U.S. Attorney Bharara praised the investigative work of the FBI and the USSS, and expressed his sincere gratitude to the Office of the State Attorney of the Israel Ministry of Justice’s Department of International Affairs and the Israel National Police, Cyber Unit—Lahav 433, for their support and assistance with the investigation and the ongoing extradition proceedings. He also thanked the U.S. Securities and Exchange Commission, U.S. Immigration and Customs Enforcement-Homeland Security Investigations, the Financial Industry Regulatory Authority, the National Credit Union Administration, the Justice Department’s Office of International Affairs and the Financial Services Information Sharing and Analysis Center, which significantly aided the investigation by facilitating information-sharing among the victim institutions.
The prosecution of this case is being overseen by the U.S. Attorney’s Office of the Southern District of New York’s Complex Frauds and Cybercrime Unit.

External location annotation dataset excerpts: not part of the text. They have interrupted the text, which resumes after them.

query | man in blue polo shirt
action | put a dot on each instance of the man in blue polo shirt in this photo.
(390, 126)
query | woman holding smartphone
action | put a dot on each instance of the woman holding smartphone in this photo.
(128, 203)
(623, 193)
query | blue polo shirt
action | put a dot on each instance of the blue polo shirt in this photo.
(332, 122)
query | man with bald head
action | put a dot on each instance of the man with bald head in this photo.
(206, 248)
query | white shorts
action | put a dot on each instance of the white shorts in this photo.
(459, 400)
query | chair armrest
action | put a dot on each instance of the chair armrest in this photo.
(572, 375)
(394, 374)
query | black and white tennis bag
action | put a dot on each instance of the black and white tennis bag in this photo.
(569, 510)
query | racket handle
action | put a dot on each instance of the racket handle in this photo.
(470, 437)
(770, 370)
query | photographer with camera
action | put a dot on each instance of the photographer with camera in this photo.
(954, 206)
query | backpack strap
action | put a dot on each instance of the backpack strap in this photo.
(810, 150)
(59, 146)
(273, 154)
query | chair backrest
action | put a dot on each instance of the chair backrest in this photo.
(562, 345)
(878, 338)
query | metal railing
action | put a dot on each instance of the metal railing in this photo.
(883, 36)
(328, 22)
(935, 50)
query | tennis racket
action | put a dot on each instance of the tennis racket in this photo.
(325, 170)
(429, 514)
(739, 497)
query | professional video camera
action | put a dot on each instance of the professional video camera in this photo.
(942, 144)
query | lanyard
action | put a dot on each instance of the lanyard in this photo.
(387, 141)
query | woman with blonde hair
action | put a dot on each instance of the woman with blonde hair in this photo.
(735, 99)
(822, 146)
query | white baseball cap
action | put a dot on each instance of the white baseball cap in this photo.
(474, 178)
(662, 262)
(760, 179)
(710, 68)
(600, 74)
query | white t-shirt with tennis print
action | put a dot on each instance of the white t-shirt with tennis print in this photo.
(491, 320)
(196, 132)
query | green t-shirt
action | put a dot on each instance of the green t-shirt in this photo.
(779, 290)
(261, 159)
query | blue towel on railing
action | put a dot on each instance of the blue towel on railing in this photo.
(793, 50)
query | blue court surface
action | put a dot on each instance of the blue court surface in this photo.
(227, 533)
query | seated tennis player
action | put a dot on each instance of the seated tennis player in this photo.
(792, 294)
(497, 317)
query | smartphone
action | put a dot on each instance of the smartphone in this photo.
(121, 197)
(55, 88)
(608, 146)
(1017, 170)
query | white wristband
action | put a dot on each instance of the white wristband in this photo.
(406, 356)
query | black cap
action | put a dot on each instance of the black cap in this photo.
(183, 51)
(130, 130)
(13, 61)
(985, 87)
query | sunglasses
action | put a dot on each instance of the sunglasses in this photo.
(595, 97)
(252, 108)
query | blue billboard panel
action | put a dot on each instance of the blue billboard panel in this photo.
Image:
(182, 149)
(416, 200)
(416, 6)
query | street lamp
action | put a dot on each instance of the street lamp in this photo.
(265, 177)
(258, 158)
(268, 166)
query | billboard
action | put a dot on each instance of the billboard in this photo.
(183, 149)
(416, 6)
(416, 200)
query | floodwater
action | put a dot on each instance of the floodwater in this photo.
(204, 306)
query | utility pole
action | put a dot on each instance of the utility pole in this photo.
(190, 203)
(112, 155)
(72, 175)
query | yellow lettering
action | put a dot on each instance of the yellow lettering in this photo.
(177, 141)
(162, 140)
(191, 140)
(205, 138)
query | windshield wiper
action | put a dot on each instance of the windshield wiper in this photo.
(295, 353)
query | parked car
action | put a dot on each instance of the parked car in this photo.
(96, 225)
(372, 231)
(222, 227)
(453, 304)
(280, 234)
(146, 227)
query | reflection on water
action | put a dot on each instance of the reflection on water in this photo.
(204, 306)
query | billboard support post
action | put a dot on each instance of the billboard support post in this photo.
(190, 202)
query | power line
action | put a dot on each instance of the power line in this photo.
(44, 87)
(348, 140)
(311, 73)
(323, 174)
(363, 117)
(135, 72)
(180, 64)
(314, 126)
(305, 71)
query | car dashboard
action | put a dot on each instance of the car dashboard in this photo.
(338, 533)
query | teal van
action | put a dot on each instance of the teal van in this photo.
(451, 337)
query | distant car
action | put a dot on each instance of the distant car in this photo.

Assistant U.S. Attorneys Nicole Friedlander, Eun Young Choi and Sarah Lai of the Southern District of New York are in charge of the prosecution. Assistant U.S. Attorney Edward Diskant of the Southern District of New York’s Money Laundering and Asset Forfeiture Unit is in charge of the forfeiture aspects of the case.
The charges contained in the indictment are merely accusations, and the defendants are presumed innocent unless and until proven guilty.